Merci de me donner chaque jour un peu plus de travail, alors que j’ai déjà du mal à faire ce qu’on me demande.

Merci de mettre à ma disposition un outil informatique presque neuf, qui rame plus qu’une baleinière et qui tombe régulièrement en panne, mettant ainsi mes nerfs à fleur de peau.

Merci de me donner des conditions de travail qui se dégradent chaque jour un peu plus.

Merci d’augmenter la tarification client, les délais de réponse et toutes ces petites crottes qui dégradent chaque jour un peu plus l’IRC dont dépend une partie de ma rémunération.

Merci de rester dans votre tour d’ivoire et de fermer les yeux sur ce que je vis chaque jour.

Merci de ne pas écouter les représentants du personnel pour lesquels j’ai voté.

Merci de faire croire à grand coup de communication, que le dialogue social est de qualité, alors que chaque jour vous mettez des peaux de banane pour qu’il se casse un peu plus la figure.

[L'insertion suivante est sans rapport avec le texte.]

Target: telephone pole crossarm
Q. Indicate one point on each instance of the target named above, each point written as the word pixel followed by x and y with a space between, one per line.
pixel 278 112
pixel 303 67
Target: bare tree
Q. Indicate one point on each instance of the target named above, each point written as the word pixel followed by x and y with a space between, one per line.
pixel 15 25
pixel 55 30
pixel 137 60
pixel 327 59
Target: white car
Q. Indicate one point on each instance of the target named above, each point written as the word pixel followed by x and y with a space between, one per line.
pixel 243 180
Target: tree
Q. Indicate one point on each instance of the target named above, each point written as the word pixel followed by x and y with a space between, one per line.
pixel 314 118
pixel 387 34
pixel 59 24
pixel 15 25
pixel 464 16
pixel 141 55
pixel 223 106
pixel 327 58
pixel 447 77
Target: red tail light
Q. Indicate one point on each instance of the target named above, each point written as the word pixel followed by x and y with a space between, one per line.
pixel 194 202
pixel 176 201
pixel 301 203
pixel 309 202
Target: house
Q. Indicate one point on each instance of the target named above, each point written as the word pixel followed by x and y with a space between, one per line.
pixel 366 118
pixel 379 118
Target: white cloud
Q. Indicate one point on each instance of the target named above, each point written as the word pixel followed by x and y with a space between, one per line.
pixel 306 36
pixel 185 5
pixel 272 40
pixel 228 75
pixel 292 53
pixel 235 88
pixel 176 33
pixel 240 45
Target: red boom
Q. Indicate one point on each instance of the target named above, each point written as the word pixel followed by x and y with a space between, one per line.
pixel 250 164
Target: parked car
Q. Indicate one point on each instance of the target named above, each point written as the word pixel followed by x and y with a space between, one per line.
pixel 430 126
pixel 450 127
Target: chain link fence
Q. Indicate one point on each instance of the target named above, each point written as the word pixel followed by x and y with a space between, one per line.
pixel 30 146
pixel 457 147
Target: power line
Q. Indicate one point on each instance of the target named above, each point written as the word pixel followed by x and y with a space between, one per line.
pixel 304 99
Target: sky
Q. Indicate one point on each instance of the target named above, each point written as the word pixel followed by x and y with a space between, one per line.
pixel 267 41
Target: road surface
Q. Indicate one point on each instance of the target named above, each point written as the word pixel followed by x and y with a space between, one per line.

Merci de me faire croire que je suis un gentil collaborateur, qui participe lui-même à l’élaboration de son travail, à la construction de sa souffrance.

Merci de ne pas reconnaitre mon engagement dans l’accomplissement de ma tâche quotidienne.

Merci de maitriser les charges de l’entreprise, et surtout la masse salariale, vous permettant ainsi de garantir votre rémunération variable déjà conséquente.

Merci de m’infantiliser chaque jour un peu plus en me faisant croire que l’avenir de notre entreprise est incertain alors qu’elle réalise des bénéfices qui feraient pâlir d’envie bon nombre d’entreprises.

Merci de déserter nos campagnes et de faire croire à la proximité clients.

Merci d’augmenter mes temps de trajet, détruisant ainsi un peu plus ma vie familiale

Merci d’élargir les horaires clientèles plus tard le soir, alors que vous avez tout fait pour mettre ce même client, qui accessoirement nous fait vivre, dehors.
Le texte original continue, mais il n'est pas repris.